Among other statistics recited in the report, Citigroup said the global auction market for fine art has grown from total sales of around $3 billion in 2000; since then, global auction turnover has grown at an average annual compound rate of 13 per cent, reaching $16.1 billion in 2014.
“[That is] not bad considering that the period was punctuated by the deepest global recession in almost a century. By way of context, in the same timeframe global GDP and exports grew at 3.5 and 8.1 per cent per year, respectively. The art market clearly outperformed, even during a time of solid average growth in economic activity and substantial advances in globalisation,” the report said.
Looking ahead, the bank does not see continued rapid growth in China’s art market.
“The Chinese market, having essentially caught up with the US and UK, will not be a one-way bet through 2030. Moreover, the risk of either a disorderly slowing – or unwinding – of the blistering market expansion in the 2000s or of a broader credit bubble popping suggests a cautious approach to Chinese art,” it said.
“The US and UK markets, in turn, have been boosted by a steady stream of record auction results, driven in part by widening global inequality. While it is difficult to predict when this trend will end, it is worth noting that the US and UK will be far more exposed to the fallout than other mature markets such as France and Germany,” it said.
Auction dominance
The Citigroup report also said that auctions are a particularly
dominant part of the China art market infrastructure.
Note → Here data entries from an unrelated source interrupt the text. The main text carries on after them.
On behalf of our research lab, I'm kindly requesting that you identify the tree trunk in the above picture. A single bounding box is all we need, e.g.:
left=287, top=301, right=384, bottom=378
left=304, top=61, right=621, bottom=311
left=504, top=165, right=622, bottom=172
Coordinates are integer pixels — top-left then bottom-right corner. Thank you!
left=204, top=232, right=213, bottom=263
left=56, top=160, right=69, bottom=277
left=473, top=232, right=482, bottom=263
“It is estimated that up to 70 per cent of the art market in China can be attributed to public auctions — a stark contrast to other, more established markets, where the primary sector is responsible for the majority of sales. This inverse relationship is grounded in the relative weakness of Chinese galleries. While several of them, such as Pace Beijing, ShanghART and Long March Space, are highly regarded and rank among the best in the world, the vast majority simply lack the experience and resources to steer the development of an artist’s career — a task that has, by default, fallen to a few powerful auction houses with more clout and function,” it said.